Il romano diventò paonazzo e si affrettò a prestargli una sua t-shirt nera con la scritta la libertà è sacra come il pane e si ricompose, letteralmente in imbarazzato per aver guardato quel corpo magro ma bello, come se fosse una bistecca. Lo invitò a sedersi sul letto e si sedette al fianco del riccio che gli rivolse uno sguardo intenso, allungando le labbra in un sorriso
“Sei molto bello quando sorridi Fabrizio.”
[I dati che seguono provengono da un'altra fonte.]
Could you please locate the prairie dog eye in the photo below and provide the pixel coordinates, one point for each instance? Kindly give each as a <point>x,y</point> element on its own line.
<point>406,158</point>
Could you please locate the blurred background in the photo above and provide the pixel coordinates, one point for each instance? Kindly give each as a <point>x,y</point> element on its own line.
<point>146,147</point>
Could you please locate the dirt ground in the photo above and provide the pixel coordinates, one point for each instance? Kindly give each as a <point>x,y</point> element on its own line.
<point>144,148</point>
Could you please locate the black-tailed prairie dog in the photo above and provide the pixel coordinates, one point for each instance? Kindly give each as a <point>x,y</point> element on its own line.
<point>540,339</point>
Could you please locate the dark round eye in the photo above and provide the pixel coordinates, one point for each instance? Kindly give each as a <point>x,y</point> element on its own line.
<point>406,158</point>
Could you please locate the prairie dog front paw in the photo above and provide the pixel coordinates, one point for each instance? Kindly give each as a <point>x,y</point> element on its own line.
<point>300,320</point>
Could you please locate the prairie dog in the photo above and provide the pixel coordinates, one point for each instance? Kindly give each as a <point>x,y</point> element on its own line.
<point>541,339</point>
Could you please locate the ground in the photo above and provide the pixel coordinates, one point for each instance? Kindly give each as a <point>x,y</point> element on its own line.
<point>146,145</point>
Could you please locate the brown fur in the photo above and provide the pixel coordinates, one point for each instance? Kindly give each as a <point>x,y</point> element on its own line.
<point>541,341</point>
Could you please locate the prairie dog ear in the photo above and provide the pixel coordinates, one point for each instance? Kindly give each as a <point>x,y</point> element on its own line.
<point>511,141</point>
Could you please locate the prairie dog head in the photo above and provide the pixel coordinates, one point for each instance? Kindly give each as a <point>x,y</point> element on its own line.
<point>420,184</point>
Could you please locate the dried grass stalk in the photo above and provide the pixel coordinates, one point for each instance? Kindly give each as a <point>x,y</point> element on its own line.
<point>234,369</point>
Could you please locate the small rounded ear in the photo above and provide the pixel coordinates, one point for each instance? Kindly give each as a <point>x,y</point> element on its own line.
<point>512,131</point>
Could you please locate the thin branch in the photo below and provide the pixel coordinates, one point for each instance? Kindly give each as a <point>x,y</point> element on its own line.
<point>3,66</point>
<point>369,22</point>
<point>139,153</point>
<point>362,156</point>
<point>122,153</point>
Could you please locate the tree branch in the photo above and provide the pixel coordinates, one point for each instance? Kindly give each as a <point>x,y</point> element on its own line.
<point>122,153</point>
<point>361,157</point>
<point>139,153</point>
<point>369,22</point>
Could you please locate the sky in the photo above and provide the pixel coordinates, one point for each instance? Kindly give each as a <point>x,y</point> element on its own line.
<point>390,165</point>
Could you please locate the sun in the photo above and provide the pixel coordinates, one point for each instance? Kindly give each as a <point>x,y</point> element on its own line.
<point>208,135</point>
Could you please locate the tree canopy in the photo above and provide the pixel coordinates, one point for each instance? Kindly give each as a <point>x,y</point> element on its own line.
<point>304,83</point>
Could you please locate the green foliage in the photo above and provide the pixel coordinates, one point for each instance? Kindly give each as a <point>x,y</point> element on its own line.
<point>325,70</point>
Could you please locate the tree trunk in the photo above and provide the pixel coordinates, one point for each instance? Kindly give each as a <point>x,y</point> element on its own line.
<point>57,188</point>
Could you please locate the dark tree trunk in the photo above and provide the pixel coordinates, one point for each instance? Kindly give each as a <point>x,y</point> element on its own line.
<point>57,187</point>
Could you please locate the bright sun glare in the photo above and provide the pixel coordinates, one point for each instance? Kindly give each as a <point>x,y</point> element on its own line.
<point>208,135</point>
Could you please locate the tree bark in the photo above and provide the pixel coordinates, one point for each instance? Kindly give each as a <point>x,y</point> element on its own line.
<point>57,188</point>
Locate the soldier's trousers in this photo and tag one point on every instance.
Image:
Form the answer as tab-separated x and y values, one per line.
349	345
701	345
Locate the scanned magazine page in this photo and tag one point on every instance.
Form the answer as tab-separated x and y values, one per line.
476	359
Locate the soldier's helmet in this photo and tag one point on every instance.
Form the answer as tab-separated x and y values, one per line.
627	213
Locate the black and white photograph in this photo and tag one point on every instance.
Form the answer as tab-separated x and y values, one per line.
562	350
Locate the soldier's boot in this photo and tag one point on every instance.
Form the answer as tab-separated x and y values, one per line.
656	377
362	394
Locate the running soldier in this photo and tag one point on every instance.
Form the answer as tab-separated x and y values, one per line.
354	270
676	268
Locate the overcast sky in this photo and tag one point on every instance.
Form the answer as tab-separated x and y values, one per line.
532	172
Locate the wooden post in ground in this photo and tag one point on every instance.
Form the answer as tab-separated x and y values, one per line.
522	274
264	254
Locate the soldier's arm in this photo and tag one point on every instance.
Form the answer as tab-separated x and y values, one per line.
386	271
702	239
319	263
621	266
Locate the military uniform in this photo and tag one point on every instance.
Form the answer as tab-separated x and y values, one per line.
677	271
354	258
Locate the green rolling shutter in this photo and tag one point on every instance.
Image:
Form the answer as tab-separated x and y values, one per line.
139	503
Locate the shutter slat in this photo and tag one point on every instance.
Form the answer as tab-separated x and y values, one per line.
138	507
Questo il romano non se lo aspettava, e si ritrovò a sfiorare la mano del riccio che fece lo stesso, intrecciando la sua mano in quella tatuata del romano. Voleva baciarlo in quel momento, assaporare quelle labbra carnose ma sentiva che non doveva farlo, soprattutto con due bambini in giro per casa, così rimasero a guardarsi come due bambini innamorati, con le loro mani intrecciate e le loro labbra separate da un centimetro di distanza.